Direct Payments
They say that “Those that shout the loudest, get heard first, but it’s the ones that speak softly to the heart, that get remembered”. It pays to be kind and to be sincere towards others and shouting will usually get us to the back of the waiting list or conveniently ‘forgotten’. Sometimes though making a good old fuss actually pays off!
Since moving to London over six years ago I have faced many barriers and had to fight for my benefit entitlements. I still get a shiver down my spine when a confidential brown letter arrives in my letter box: “Here comes another benefit cut…”. Many of you reading this will relate to that.
One of my most stressful battles has been securing my carer Direct Payment. For those of you who don’t know, “Direct Payments” are a Government initiative that, in theory, gives service users (i.e. me) money directly to pay for their own care, rather than the traditional route of a local authority providing care direct. This is supposed to give the person receiving the care more autonomy. Sounds pretty straight forward, right? Wrong!
You’ve all read about the “postcode lottery”. Different local authorities have different budgets. Unfortunately for me, London and its many boroughs struggle with the high numbers of people requiring help and it can be hard to get past the obstacles in your way.
The first hurdle is proving you actually need care. You have to be assessed – sending a picture of you in a wheelchair or in hospital isn’t enough. The assessment process can be unpleasant with questions ranging from your bladder habits to your mental health. Once you’ve been assessed by someone (who may not be a qualified medical professional and might have little knowledge of disability) they decide how many hours of care you qualify for. You may think you need 24 hour assistance but the local authority may not agree! In the past the carer could take you out for social events, like the cinema, shopping meeting friends etc. Now the provision is limited to personal care such as dressing, bathing, and preparing food.
Another problem with the Direct Payment system is that some local authorities require the service user to contribute towards their assistance even if they are not in employment – the postcode lottery again.

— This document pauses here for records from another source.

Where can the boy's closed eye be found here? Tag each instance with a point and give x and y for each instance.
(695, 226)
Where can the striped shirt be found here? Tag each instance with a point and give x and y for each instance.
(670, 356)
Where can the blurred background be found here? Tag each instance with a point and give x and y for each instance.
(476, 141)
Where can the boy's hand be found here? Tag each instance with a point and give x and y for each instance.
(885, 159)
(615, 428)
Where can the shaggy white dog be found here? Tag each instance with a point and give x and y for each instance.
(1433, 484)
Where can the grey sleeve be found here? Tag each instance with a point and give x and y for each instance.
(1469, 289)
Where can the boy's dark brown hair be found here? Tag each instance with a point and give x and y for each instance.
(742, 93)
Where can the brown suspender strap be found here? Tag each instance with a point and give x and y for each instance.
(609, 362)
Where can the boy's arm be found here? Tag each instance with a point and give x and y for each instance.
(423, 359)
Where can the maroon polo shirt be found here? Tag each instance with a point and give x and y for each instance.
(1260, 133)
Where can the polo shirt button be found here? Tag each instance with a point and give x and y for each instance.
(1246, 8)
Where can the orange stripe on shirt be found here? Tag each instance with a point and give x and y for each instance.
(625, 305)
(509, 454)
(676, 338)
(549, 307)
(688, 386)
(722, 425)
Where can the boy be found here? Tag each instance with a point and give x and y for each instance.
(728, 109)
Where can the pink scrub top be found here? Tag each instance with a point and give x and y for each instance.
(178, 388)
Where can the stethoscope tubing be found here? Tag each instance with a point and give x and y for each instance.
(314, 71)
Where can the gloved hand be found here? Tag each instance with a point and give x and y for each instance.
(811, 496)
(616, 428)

However, don’t feel desperate, frustrated or defeated. After reading my story you’ll hopefully see that there is light at the end of the tunnel.
Before I came to London, I received 21.5 hours of care time under the Direct Payment system. This enabled me to live an independent life and though I was in full-time employment I was not required to contribute because the local authority funded all my care. I was therefore able to budget for any unforeseen broken bones. After the move to London and another assessment, I was denied any hours, with one assessor pointing out that as I could use a microwave I was self-sufficient. I appealed and was awarded 3 hours and two years later a broken femur “boosted my needs” and that was increased to 10.5 hours but I had to contribute £21 a week. Only when I moved boroughs again did I decide that I was going to fight for everything and push for more help. After yet another Direct Payment assessment I was awarded 15.5 hours but my contributions were increased to £57 a week. I felt penalised for moving to better accommodation so I appealed again. I was successful – the 15.5 hours of care time stayed the same but my personal contribution was removed, saving me £228 a month!
So here are my top tips for appealing against Direct Payment decisions:
This will get personal
You are going to have to share some of your most personal information and you will feel vulnerable. In essence you have to list all that is ‘wrong’ with you rather than being proud of what you have achieved. To win the ‘game’ you need to stay strong and keep reminding yourself of the end goal – your independence.
Don’t assume
I don’t mean this in a disrespectful way but when you are writing the appeal letter don’t assume any particular knowledge of disability among the members of the appeals board. Give as much detail as you can about your condition and how it affects you and those around you (friends, family, work colleagues). Be completely explicit.
Give statistics
The charity SCOPE did a survey in 2019 on extra costs incurred by people with disabilities. Write those statistics into your appeal. You can’t argue with concrete facts!
Play to their Human Side
Show them you are a person not just a number but someone that deserves autonomy, independence, freedom to live as an integral member of society. Without your carer you cannot go to work, or have a social life. Give examples of times you have not been able to get shopping, go to the toilet or not managed to get to a job interview.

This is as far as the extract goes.